Deputados federais da oposição, em boa parte conservadores, obtiveram uma importante vitória em defesa da preservação da “sanidade linguística” no Brasil. Isso, porque, na última terça-feira, a Câmara aprovou um Projeto de Lei que proíbe o uso da linguagem neutra nos órgãos públicos.

Ocorre que, na realidade, o objetivo original do PL não era proibir a linguagem neutra (o uso de expressões como “todes” e “amigues”, em vez de “todos” e “amigos”, por exemplo), mas apenas simplificar a maneira como os órgãos públicos se comunicam com a população.

Por essa razão o PL é oficialmente chamado de Política Nacional de Linguagem Simples, e tem como autora a deputada federal esquerdista Erika Kokay (PT-DF), que em seus argumentos ressaltou apenas a importância, segundo ela, de simplificar a comunicação pública.
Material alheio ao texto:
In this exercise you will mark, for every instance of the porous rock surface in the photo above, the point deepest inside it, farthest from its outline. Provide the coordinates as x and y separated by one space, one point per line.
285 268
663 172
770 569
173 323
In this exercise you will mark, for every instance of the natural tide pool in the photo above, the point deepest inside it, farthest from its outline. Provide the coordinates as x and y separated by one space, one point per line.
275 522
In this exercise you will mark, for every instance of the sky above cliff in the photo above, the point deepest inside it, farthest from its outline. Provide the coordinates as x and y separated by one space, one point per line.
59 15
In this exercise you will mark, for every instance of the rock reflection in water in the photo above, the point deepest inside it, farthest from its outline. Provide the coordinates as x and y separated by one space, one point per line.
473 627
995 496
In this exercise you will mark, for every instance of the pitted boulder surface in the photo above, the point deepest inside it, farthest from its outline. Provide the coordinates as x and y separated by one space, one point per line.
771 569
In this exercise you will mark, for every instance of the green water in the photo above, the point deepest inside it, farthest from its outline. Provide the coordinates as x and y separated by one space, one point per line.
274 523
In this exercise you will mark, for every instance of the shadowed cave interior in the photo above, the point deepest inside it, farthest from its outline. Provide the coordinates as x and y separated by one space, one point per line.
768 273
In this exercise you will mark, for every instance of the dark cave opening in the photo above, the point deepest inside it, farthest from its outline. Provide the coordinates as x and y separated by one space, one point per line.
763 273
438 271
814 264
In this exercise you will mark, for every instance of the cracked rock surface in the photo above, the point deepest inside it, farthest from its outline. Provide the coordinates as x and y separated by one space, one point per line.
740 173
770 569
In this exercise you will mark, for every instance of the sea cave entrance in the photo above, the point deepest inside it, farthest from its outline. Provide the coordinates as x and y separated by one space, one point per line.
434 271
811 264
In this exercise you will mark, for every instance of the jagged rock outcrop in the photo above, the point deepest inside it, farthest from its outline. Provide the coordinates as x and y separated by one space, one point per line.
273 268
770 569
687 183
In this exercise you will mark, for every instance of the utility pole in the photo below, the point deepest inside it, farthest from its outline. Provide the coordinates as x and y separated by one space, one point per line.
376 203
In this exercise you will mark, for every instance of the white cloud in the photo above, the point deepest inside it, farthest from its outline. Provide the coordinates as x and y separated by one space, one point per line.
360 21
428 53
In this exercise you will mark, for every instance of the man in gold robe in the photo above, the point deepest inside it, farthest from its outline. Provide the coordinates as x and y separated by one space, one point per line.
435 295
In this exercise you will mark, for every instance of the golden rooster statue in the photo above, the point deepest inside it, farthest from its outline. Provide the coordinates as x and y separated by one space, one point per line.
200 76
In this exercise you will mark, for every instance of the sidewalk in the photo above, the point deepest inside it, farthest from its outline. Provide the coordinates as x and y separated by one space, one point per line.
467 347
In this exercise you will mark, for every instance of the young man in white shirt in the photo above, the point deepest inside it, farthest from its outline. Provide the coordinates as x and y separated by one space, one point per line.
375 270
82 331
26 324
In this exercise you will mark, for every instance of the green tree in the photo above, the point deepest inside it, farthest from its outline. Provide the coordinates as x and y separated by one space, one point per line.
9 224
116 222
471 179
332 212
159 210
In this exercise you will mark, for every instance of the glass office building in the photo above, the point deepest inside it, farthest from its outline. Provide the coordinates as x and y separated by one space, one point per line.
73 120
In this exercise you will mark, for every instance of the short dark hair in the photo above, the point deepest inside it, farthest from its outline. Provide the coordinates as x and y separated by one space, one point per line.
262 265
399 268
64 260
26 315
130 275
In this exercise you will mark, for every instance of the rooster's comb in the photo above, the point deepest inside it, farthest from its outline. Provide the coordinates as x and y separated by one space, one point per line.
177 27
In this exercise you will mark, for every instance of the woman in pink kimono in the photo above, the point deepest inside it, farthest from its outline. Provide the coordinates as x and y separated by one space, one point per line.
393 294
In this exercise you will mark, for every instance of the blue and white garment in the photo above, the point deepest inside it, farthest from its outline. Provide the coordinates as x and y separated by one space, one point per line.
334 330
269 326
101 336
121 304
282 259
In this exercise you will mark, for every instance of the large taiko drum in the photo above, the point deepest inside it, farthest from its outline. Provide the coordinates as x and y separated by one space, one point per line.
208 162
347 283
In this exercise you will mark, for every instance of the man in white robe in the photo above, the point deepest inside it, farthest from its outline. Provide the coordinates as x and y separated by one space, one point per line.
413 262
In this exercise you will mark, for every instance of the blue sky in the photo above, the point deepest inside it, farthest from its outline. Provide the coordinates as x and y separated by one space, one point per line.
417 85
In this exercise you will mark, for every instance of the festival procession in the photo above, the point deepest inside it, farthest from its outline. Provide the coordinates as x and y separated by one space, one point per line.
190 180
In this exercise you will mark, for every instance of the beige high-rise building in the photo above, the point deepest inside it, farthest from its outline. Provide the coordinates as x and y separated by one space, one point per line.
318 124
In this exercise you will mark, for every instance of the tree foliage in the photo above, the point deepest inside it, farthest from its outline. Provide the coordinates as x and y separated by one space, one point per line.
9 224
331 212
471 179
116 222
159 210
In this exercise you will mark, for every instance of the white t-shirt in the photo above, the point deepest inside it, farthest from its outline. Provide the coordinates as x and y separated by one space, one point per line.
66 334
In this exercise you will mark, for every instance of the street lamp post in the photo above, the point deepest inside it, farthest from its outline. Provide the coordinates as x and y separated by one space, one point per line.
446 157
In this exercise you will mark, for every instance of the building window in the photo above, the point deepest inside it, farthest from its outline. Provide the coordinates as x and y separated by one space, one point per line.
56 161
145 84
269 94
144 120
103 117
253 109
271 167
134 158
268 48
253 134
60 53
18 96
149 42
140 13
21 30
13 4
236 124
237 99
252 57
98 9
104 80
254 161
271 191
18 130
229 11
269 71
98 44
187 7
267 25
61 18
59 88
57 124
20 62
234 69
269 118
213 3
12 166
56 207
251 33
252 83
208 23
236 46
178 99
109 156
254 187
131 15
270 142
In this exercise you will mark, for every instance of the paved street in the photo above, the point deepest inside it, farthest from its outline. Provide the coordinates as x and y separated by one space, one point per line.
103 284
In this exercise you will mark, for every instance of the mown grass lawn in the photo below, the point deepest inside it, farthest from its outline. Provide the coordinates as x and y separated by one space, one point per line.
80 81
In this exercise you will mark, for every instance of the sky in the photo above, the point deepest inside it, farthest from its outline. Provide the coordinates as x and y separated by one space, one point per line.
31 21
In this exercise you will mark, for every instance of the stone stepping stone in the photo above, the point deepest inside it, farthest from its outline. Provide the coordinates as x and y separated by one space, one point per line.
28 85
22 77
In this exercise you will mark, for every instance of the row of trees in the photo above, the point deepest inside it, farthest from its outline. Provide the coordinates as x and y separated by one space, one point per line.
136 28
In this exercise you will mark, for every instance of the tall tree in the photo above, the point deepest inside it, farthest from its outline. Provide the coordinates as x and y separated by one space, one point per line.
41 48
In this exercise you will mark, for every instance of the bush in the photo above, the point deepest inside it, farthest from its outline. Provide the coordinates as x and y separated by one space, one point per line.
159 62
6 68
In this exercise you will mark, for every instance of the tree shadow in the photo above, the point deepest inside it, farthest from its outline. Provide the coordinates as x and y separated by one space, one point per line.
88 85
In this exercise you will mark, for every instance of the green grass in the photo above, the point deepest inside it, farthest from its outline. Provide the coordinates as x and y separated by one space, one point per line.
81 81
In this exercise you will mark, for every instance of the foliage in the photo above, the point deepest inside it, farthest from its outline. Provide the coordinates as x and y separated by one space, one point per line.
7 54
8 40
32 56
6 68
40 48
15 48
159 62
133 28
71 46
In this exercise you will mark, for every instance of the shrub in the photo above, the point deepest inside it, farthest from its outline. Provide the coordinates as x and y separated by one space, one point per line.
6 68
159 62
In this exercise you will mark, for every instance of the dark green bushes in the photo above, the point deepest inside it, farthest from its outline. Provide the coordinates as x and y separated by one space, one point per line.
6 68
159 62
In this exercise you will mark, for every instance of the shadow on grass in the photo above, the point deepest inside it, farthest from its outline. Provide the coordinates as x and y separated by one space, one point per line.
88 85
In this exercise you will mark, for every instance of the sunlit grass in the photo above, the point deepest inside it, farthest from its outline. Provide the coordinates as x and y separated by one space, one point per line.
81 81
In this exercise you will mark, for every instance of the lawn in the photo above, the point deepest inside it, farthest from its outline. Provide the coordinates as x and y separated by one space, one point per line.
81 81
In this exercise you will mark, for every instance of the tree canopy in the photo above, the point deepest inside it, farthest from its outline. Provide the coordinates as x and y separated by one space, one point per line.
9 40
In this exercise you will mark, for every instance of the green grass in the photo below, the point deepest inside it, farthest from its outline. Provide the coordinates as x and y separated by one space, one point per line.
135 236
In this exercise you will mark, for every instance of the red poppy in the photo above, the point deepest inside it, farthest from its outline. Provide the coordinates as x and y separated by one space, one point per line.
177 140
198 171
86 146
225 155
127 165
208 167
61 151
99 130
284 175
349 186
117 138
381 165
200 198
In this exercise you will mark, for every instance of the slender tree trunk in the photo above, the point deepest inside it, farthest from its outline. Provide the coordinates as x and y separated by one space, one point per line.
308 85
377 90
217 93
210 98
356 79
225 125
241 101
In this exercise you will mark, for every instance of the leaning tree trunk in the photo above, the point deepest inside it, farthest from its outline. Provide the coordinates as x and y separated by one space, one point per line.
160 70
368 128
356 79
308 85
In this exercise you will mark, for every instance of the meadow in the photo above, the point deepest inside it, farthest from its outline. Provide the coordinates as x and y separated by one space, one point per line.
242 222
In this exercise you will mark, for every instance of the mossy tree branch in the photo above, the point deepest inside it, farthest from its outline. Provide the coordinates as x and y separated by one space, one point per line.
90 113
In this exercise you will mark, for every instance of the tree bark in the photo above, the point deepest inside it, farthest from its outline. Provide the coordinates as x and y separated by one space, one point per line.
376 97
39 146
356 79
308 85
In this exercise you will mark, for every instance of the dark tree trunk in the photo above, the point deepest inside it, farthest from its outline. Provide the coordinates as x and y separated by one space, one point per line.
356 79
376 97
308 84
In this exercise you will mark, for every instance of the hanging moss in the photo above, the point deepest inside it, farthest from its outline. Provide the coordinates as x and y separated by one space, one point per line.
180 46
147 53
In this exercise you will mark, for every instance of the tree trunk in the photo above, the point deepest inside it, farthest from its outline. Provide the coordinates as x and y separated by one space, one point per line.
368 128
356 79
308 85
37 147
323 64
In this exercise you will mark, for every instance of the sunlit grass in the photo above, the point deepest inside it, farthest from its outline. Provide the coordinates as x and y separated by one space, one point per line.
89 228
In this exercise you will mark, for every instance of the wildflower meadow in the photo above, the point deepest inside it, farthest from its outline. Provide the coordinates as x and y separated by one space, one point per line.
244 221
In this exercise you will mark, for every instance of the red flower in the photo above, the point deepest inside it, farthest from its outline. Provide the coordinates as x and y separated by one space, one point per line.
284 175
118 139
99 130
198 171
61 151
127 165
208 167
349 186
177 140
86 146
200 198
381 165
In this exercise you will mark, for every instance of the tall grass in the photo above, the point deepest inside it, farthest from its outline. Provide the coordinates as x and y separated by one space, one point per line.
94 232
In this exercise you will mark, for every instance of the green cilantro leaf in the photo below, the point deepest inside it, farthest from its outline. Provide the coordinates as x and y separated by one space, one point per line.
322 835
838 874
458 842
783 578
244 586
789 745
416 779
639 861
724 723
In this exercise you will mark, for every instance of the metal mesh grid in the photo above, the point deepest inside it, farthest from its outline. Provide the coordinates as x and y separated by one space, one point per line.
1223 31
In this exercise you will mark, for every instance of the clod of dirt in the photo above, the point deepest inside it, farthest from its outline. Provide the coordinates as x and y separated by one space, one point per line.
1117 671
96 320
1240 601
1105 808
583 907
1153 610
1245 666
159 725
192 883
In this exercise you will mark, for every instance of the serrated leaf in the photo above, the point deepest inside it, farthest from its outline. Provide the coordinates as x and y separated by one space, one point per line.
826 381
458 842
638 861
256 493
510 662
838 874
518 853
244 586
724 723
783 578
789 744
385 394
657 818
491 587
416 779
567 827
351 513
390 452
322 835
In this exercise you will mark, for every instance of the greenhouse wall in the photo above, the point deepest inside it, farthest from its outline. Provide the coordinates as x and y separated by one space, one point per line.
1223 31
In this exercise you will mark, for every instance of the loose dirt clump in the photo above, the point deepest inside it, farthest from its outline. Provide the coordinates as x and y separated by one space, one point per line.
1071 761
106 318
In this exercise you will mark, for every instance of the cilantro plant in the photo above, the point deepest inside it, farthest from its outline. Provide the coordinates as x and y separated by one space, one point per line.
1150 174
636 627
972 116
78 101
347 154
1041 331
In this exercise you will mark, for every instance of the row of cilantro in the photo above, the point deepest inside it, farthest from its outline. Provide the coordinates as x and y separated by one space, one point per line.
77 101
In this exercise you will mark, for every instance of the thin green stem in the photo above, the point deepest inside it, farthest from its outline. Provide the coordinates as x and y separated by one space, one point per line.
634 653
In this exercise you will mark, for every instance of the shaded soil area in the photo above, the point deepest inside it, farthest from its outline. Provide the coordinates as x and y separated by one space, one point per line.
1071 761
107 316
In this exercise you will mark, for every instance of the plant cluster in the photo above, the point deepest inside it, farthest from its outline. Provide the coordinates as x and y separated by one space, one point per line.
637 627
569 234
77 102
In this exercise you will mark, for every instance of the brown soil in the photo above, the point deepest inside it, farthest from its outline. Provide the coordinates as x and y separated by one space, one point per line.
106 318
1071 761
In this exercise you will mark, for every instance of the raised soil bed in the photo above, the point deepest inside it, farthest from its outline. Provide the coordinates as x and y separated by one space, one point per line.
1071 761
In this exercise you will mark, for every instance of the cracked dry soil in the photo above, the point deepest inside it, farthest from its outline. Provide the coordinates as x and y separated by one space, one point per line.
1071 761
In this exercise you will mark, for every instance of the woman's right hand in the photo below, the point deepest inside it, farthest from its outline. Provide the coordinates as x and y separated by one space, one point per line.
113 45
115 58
“O contrário de comunicação simples é uma comunicação difícil. O que está se propondo é que o poder público emita seus comunicados de forma transparente e para que as pessoas possam compreender, sem cerceamento ao uso da língua, os impactos das decisões na vida das pessoas”, disse ela ao defender a proposta, segundo o Poder360.

Emenda importante

Contudo, apesar da intenção original do PL não ser combater o ativismo ideológico de gênero no uso da língua portuguesa, os deputados da oposição conseguiram incluir no texto uma emenda de autoria do deputado Junio Amaral (PL-MG), que trata justamente desse aspecto.

No jargão político, eles aprovaram o PL junto com o famoso “jabuti”: uma inclusão de medida que não havia correlação direta com a proposta original do Projeto de Lei. E é nesse trecho que o documento prevê a proibição das repartições públicas de utilizarem “novas formas de flexão de gênero e de número das palavras da língua portuguesa”.

As federações PT/PCdoB/PV e Psol/Rede ainda tentaram barrar o jabuti, orientando voto contrário, mas o texto acabou sendo aprovado na íntegra por 257 votos a favor, 144 contrários e 2 abstenções. Para começar a valer, o PL ainda deverá passar pelo Senado.